Today the BBC carries (semi hat tip SYB) that the Argentina government will take over the private pension plans of Argentina. The excuse is to protect them from the turmoil of the world markets. First, there is no way that Argentina which is basically a permanently broke government can protect the money deposited in the private pension funds. I do not know how the private pension system worked in Argentina, it could have been good or bad, that is not the point. What I know for sure is the dismal record of ALL Argentina governments since Peron and how all in the end ate all the trust and savings of the people. The current administration is no exception as Cristina has already proven herself to be an incompetent ruler in the barely one year she has been in office as she messed up badly the agrarian crisis through her, oh, so very Peronist arrogance.

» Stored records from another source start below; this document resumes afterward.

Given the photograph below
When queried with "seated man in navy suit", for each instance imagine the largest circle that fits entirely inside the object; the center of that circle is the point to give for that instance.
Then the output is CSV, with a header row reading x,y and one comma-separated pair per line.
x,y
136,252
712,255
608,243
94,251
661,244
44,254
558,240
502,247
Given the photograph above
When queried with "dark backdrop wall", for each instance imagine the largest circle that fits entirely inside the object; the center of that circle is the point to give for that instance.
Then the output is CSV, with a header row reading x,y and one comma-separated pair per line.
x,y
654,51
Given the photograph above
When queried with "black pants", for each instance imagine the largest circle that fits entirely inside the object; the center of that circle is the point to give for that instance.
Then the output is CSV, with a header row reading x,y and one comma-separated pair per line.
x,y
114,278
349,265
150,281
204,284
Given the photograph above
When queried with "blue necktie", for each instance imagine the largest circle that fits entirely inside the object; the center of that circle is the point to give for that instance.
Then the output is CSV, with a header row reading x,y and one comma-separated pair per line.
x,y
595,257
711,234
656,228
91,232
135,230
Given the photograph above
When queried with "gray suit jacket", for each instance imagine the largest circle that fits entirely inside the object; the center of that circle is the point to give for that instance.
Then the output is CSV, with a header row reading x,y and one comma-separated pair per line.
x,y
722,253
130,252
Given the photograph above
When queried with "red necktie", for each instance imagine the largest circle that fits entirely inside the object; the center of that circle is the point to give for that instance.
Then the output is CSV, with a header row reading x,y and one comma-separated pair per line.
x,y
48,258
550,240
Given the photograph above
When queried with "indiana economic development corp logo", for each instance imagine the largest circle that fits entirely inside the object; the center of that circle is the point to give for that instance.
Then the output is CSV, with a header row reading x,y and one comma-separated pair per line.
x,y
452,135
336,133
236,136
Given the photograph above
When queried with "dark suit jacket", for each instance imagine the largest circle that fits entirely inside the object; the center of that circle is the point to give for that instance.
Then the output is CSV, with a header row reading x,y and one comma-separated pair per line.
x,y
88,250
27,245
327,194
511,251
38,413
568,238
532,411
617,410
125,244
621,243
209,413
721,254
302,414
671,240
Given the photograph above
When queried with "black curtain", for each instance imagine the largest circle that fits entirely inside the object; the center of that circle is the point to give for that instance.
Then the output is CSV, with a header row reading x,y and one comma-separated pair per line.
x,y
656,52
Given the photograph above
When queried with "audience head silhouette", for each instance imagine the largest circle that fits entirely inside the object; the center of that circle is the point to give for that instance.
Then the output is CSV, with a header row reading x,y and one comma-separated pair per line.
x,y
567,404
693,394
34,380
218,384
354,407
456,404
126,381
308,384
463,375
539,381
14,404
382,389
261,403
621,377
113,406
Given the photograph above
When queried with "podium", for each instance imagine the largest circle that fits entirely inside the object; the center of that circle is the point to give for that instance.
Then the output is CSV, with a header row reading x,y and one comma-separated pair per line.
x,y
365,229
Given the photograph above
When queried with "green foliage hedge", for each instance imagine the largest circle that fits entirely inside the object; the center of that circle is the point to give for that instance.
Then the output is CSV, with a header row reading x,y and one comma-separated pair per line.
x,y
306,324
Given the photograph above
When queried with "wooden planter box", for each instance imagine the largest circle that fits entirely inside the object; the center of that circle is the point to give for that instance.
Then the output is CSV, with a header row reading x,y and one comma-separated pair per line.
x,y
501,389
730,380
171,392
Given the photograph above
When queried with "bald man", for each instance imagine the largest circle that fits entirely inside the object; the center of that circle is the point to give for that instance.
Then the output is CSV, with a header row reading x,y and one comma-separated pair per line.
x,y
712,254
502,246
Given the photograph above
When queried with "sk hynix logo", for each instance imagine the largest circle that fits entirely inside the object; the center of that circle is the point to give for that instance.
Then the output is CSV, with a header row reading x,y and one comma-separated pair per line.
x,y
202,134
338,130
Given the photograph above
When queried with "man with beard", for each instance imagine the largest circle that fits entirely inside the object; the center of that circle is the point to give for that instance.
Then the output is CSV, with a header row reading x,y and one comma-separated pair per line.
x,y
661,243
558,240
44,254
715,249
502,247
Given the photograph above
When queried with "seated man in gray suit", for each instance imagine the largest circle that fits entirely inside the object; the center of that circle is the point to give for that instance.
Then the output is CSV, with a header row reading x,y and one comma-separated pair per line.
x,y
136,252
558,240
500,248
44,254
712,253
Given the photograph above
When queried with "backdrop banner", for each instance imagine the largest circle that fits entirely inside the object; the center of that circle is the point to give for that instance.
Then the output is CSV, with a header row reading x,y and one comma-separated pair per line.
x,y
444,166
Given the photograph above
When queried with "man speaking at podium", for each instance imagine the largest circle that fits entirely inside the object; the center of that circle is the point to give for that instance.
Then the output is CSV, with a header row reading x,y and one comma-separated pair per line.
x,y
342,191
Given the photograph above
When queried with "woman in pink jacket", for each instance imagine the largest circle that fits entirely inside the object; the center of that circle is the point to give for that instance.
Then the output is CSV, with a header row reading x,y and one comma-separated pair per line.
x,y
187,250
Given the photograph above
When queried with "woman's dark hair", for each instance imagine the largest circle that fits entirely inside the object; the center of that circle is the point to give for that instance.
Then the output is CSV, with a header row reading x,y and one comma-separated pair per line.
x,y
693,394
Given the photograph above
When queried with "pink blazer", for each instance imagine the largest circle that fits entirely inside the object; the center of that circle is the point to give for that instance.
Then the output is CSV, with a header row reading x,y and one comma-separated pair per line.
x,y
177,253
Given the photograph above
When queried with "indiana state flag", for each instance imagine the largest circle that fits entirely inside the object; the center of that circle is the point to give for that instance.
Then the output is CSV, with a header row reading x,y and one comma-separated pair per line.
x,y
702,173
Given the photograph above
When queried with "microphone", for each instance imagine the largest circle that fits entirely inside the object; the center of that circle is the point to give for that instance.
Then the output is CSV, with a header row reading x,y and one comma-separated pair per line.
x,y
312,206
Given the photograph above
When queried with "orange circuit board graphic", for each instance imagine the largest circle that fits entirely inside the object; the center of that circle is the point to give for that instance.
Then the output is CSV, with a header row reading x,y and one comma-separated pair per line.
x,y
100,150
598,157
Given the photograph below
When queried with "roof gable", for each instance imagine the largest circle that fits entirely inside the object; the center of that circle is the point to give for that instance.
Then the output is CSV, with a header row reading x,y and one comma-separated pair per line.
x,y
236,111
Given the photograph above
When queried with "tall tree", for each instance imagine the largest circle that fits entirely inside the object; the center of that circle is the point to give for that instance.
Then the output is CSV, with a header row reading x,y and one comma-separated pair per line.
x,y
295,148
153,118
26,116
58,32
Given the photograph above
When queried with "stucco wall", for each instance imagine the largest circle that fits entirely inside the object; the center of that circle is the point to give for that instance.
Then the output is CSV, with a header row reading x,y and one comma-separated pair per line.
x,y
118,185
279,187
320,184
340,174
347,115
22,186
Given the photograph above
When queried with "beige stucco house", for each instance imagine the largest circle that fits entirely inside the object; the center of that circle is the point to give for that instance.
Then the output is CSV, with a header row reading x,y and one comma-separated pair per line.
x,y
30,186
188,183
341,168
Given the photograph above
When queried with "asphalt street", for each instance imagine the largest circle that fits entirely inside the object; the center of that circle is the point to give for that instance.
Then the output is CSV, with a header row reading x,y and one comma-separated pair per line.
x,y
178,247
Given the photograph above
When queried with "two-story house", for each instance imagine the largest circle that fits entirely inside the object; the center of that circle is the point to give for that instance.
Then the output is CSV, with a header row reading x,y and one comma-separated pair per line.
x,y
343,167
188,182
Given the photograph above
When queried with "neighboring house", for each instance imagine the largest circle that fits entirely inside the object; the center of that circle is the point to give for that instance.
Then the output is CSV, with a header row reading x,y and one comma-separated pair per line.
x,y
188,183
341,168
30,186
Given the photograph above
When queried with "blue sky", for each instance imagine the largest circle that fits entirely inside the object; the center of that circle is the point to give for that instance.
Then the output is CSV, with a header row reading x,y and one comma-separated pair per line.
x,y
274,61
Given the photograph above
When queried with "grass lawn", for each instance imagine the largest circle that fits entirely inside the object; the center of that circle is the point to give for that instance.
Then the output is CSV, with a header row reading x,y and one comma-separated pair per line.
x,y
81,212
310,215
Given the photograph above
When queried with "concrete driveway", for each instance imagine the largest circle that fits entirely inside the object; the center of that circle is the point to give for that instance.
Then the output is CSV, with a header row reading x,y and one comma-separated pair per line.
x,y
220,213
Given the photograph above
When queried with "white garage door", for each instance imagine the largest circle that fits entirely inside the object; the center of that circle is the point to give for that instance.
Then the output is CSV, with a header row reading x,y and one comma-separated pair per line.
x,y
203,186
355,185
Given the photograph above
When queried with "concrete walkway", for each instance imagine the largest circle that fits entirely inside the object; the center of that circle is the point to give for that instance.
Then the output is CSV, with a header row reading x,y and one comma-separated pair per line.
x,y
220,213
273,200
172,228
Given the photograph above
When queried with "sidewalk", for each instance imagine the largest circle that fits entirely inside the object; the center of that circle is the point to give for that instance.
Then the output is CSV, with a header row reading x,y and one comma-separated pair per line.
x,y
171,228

But this is in a way anecdotal for us concerned about Venezuelan matters. What this take over of the pension plans, pretty much a highway robbery if you ask me, means is that Argentina has realized that it cannot rely on Chavez anymore to shore up its financial troubles. Maybe Chavez thinks Venezuela is safe from the financial global mess but in Argentina they know how to add and rest, and better than Chavez it seems. Thus they are taking measures, in true Peronist style, to make sure Cristina can keep making populist promises. We all know how it is going to end: after an initial apparent improvement through creative accounting the reality will come to roost. Then we will see yet again another massive devaluation of the Argentina currency, whatever name it will have at that time. The people that 14 years ago started saving in these plans will not be allowed to remove their deposits, or partially at best, and what they must leave will be eaten by devaluation and inflation. A fraction of it will have gone to buy out piqueteros and the sort, and the bulk to people close to the Peronist party. O just plain waste. They are good at waste in Argentina.
And the Argentine cycle will start again as after an interregnum of sorts (the current opposition mayor of Buenos Aires?) they will vote in yet again a new Peronist government, apparently never learning the lessons of history.
I am not laughing at Argentina because the future of chavismo is to become our own Peronist version, bankrupting the country every couple of decades. Meanwhile the current crowd at Casa Rosada gives us a new meaning for rats abandoning ship.